I'd say the Arduino is waiting 90% of the time for the UART-TX-READY flag, and can do other things in this time, especially if the UART transmit is done with interrupts.
This code can not be seen as a benchmark, the lmiting factor here is the baudrate and not the execution speed of the processor / language.
Andy
I don't use Pic32's or mbed's, but I use both the Arduino and the Propeller. Both are about the same cost and I would be genuinely curious which had more oomph. Frankly the 8 versus 32 bits isn't as important as oomph per $.
http://forums.parallax.com/showthread.php?129972-fft_bench-An-MCU-benchmark-using-a-simple-FFT-algorithm-in-Spin-C-and-...
And'd don't forget that fft_bench only uses one COG to do it's work. I'm working on a parallel fft to see how far we can push performance there.
Another kind of "oomph" is a bit more tricky to compare. Response to multiple, external real-time events. Clearly having a COG handle each such event can be a winner over using interrupts on a single CPU.

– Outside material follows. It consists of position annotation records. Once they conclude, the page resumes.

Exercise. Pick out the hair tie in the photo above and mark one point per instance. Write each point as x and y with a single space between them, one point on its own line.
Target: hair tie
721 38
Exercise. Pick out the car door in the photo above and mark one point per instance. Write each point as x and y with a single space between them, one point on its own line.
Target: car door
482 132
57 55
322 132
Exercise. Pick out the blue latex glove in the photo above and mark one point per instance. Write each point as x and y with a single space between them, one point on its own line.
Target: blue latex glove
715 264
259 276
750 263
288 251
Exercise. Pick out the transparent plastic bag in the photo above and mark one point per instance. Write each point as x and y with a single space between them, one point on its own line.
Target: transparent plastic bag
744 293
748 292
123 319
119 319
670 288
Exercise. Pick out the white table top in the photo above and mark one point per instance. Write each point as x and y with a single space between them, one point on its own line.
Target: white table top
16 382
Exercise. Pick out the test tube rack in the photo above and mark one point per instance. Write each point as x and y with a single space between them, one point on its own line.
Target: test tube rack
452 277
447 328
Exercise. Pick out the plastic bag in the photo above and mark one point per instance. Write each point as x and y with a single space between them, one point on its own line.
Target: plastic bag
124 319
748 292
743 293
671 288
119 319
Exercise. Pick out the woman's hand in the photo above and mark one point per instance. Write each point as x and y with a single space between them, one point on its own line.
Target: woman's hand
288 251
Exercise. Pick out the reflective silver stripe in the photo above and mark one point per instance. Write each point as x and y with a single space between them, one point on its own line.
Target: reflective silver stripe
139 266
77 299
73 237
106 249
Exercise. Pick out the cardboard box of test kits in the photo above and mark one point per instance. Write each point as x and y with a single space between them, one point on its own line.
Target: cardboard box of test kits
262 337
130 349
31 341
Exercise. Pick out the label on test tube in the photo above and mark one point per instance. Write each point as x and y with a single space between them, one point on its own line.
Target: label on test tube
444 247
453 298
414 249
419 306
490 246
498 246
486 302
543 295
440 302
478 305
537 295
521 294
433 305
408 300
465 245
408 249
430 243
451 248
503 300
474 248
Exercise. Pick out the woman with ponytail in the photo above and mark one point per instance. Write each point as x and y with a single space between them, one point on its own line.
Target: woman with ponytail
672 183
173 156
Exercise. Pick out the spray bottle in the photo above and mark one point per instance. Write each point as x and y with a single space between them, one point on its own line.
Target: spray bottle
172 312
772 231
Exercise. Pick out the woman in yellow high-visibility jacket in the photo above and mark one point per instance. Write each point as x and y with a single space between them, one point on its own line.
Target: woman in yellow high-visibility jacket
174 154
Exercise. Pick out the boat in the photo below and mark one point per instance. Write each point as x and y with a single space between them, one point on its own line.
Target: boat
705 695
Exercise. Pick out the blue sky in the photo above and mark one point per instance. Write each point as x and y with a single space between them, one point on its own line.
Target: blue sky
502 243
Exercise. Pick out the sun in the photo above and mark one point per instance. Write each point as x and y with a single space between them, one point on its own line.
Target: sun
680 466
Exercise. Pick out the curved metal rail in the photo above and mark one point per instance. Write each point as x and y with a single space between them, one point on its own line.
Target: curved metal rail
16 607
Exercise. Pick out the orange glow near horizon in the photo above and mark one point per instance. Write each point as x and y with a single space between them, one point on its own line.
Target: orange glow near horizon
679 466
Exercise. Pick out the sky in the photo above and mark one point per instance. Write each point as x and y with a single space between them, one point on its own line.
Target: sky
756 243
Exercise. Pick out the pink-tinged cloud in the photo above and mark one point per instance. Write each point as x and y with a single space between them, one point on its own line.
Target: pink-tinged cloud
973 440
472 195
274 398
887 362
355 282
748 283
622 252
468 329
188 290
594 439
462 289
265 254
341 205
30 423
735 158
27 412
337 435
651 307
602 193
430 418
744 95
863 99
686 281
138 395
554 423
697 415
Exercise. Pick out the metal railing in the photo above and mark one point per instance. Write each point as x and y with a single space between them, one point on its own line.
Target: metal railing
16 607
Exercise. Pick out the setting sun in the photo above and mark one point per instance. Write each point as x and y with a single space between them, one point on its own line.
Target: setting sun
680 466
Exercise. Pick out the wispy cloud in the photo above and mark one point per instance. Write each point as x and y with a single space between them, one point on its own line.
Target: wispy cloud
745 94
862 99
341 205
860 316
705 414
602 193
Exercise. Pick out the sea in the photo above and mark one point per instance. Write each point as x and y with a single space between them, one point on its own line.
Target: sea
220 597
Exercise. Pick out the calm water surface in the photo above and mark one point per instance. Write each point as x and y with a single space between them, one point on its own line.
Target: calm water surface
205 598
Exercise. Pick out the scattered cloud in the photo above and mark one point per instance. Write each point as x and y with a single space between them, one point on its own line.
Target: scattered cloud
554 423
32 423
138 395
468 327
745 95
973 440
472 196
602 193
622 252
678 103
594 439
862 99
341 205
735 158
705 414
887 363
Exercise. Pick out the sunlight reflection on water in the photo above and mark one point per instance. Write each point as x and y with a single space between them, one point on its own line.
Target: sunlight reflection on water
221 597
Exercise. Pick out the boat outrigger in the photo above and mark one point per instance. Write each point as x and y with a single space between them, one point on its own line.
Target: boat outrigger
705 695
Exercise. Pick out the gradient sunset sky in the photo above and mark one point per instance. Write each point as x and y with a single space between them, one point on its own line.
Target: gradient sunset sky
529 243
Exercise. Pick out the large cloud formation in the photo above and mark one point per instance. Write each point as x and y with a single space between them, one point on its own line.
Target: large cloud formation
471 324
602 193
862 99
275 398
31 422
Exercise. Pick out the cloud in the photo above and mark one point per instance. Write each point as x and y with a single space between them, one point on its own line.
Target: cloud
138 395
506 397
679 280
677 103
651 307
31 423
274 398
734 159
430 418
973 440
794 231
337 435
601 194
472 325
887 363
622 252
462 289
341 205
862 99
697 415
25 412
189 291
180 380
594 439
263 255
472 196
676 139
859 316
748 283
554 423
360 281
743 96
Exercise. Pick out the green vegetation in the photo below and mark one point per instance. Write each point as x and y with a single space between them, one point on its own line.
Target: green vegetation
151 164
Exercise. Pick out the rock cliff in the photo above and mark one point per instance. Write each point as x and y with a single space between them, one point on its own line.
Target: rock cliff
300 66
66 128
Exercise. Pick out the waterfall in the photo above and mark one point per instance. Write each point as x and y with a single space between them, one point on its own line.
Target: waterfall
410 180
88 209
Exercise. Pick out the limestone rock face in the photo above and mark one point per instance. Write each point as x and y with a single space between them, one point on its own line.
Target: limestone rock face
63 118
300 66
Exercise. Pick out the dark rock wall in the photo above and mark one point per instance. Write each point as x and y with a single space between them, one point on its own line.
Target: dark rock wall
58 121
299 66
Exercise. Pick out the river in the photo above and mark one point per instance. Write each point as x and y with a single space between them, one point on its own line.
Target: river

A less obvoius kind of "oomph", which does not immediately hit you from reading the data sheets and manuals, is programmer productivity. With the Prop one can easily throw together a bunch of objects from OBEX or elsewhere, add a little of your own secret spice and you have a working project. No worries about real-time tasks fighting for interrupt or thread proiority or slowing each other down or introducing odd timming glitches.
Forth already has an ATmega model in full function, complete with an Arduino pre-written template image. The only thing is it overwrites the boot loader as the flash memory need to be written to one byte at a time for the Forth dictionary. You would have to reinstall the Arduino boot loader to get back to the nest.
Why not use Tachyon Forth as Peter has gotten some pretty fast benchmarks that may knock the socks of an Arduino? Propeller will trump the ATmega's serial in many different programing languages.
The main thing is that Konstantin is being introduced to the fact that you just don't need a hardware USART to get a good serial port. Assembly language can optimize the speed. It is programing at its finest.